Building strong connections between tribal nations and county government: Part 3 – Improve relations
County commissioners from 18 northern Michigan counties learn about Michigan tribal sovereignty, history and cooperative efforts with counties.
Legislation in the late 1900s has helped to correct earlier problems created by the U.S. government’s treatment of indigenous people. The 1978 Indian Child Welfare Act recognized that it is better to keep Indian children in their own homes when possible and made other changes to improve social services for Indian families. The Indian Religious Freedom Act has helped to bring discussion of tribal spiritual practices out of the forced silence of earlier actions by the federal government. The return of tribal remains and artifacts to tribes has been improved by passage of the 1990 Native American Graves Protection and Repatriation Act.
The 1900s also brought about the process of recognition of tribes by the federal government.
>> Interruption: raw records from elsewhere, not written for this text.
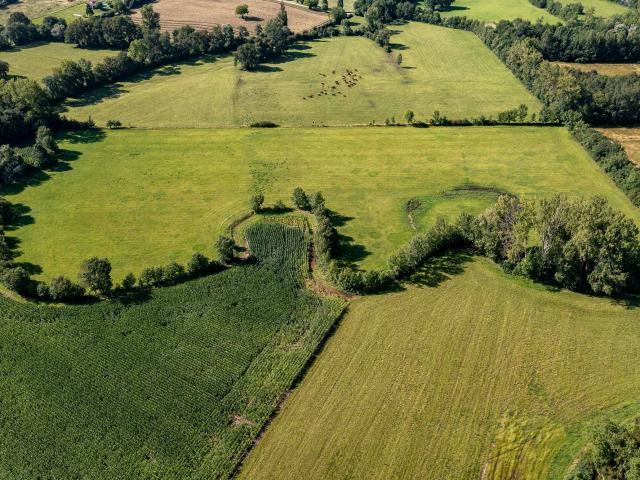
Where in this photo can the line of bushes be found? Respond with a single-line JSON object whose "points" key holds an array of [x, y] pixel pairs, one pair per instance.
{"points": [[95, 278], [569, 11], [580, 245]]}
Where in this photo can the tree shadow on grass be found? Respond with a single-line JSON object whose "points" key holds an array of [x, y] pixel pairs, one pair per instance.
{"points": [[89, 135], [111, 91], [441, 268], [349, 252], [454, 8], [629, 302]]}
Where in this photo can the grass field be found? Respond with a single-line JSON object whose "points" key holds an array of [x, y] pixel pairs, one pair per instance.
{"points": [[602, 8], [205, 14], [604, 68], [443, 69], [116, 196], [38, 60], [36, 8], [496, 10], [484, 376], [172, 386], [629, 138]]}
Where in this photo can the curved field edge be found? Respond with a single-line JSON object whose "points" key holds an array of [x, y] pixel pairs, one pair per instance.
{"points": [[336, 81], [174, 385], [482, 376], [114, 193]]}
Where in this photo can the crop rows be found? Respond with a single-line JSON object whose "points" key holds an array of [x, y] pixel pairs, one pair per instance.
{"points": [[176, 386]]}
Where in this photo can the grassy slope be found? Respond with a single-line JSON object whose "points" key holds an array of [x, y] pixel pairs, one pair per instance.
{"points": [[175, 386], [629, 138], [145, 197], [443, 69], [495, 10], [483, 369], [37, 9], [603, 8], [36, 61]]}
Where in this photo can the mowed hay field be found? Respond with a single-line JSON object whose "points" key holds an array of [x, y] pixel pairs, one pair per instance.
{"points": [[204, 14], [37, 8], [496, 10], [484, 376], [146, 197], [38, 60], [443, 69], [628, 137]]}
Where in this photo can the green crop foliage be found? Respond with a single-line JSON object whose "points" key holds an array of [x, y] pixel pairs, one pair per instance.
{"points": [[469, 373], [176, 385]]}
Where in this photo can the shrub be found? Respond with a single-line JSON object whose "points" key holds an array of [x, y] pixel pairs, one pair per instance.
{"points": [[300, 199], [129, 282], [225, 247], [17, 280], [95, 275], [256, 202], [172, 273], [62, 289], [198, 265], [150, 277]]}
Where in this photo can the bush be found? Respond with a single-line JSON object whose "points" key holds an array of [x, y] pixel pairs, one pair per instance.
{"points": [[95, 275], [151, 276], [198, 265], [129, 282], [172, 273], [256, 202], [17, 280], [300, 199], [226, 247], [62, 289]]}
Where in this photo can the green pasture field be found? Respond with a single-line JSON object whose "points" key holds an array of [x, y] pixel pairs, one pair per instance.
{"points": [[147, 197], [469, 373], [602, 8], [496, 10], [38, 60], [174, 385], [38, 9], [442, 69]]}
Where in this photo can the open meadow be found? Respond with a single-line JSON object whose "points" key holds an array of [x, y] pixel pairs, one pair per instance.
{"points": [[204, 14], [602, 8], [39, 8], [469, 373], [172, 384], [38, 60], [496, 10], [336, 81], [116, 196], [629, 138]]}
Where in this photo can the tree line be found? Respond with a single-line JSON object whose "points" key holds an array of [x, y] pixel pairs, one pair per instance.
{"points": [[612, 454], [581, 245]]}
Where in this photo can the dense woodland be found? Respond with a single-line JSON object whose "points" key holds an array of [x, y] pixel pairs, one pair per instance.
{"points": [[613, 454]]}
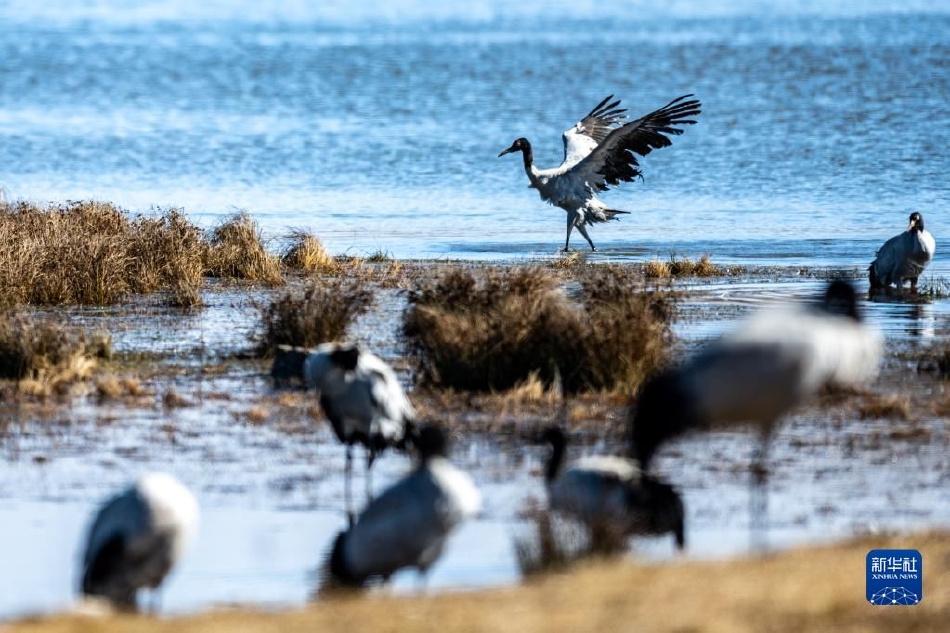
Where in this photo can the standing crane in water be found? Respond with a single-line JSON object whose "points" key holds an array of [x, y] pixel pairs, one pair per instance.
{"points": [[600, 153]]}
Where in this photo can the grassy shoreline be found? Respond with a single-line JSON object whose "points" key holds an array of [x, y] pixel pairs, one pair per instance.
{"points": [[805, 589]]}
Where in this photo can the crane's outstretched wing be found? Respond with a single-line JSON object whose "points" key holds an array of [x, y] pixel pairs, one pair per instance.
{"points": [[614, 160], [580, 140]]}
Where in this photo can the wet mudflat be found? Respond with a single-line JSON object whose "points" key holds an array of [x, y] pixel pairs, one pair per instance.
{"points": [[268, 472]]}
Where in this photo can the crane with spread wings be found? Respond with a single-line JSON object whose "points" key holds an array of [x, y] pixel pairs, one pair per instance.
{"points": [[599, 153]]}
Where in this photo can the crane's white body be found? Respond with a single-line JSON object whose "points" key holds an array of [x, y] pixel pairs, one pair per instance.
{"points": [[599, 152], [904, 257], [365, 403], [594, 490], [776, 361], [137, 537], [408, 524]]}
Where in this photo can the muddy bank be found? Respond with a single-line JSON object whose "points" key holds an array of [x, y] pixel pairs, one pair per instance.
{"points": [[268, 472]]}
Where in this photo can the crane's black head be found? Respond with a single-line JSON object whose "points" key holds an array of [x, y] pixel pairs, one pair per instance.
{"points": [[346, 356], [520, 145], [660, 508], [431, 441], [288, 365], [840, 299]]}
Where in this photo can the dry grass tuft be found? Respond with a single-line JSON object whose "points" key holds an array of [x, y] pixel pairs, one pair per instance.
{"points": [[657, 269], [496, 332], [886, 407], [306, 254], [43, 356], [379, 256], [94, 253], [487, 334], [569, 261], [237, 251], [623, 335], [684, 267], [321, 313], [688, 268]]}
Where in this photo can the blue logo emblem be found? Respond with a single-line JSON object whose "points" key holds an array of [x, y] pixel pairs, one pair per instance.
{"points": [[895, 577]]}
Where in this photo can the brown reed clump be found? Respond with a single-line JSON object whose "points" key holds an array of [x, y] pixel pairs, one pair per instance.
{"points": [[236, 251], [45, 357], [170, 255], [305, 253], [494, 333], [656, 269], [93, 253], [487, 334], [622, 336], [321, 313], [685, 267]]}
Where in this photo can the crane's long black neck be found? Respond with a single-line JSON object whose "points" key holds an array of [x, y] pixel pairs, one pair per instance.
{"points": [[558, 443], [527, 154]]}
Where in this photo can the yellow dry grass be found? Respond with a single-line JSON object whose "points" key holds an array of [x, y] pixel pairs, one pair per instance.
{"points": [[811, 589], [685, 267], [306, 254], [237, 251]]}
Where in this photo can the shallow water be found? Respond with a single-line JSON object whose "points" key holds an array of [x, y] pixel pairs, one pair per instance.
{"points": [[378, 127], [271, 493]]}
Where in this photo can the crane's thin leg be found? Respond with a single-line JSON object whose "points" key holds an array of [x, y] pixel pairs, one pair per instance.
{"points": [[758, 495], [571, 219], [583, 230], [422, 581], [348, 499], [155, 602], [370, 458]]}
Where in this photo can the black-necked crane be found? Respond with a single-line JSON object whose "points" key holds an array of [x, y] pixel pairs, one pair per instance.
{"points": [[780, 358], [359, 394], [407, 525], [136, 539], [903, 257], [599, 153], [610, 495]]}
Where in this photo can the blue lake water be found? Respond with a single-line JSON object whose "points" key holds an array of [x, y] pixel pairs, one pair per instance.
{"points": [[378, 126]]}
Tribes must demonstrate that they are, in fact, the descendants of historical tribes to achieve this recognition. There are 12 federally recognized tribes in Michigan, with four others seeking recognition. There are 565 federally recognized tribes in the U.S., and another 245 which are not yet recognized.
Government structure varies among the tribes in Michigan. Each has created their own constitution. These constitutions are typically a blend of traditional tribal governance and western structure, such as the three branches of government seen in the federal and state governments. The Little Traverse Bay Bands of Odawa Indian’s constitution includes this statement about the importance of tribal culture, “This Constitution is solemnly pledged to respect the individuality of all our members and their spiritual beliefs and practices, while recognizing the importance of preserving a strong, unified Tribal identity in accordance with our Anishinaabe Heritage.”
Structural details, such as the number of elected tribal council members, are a good example of ways the various tribes have created their constitutions to meet their specific needs. Tribal councils in Michigan vary in size from 5-12 members.
As a nation within a nation, tribes have many opportunities to work cooperatively with other governments, at the national level, and the state and local government levels. Tribes provide many services to their members which are similar to those provided by local and state governments. Government to government relationships and service agreements exist which enable all cooperating governments to provide better services and/or to reduce the costs of providing those services.
Commissioners who participated in this program are delegates from their counties to the Michigan Northern Counties Association (MNCA). Michigan State University Extension provides educational programming assistance to the MNCA, which meets eight times each year.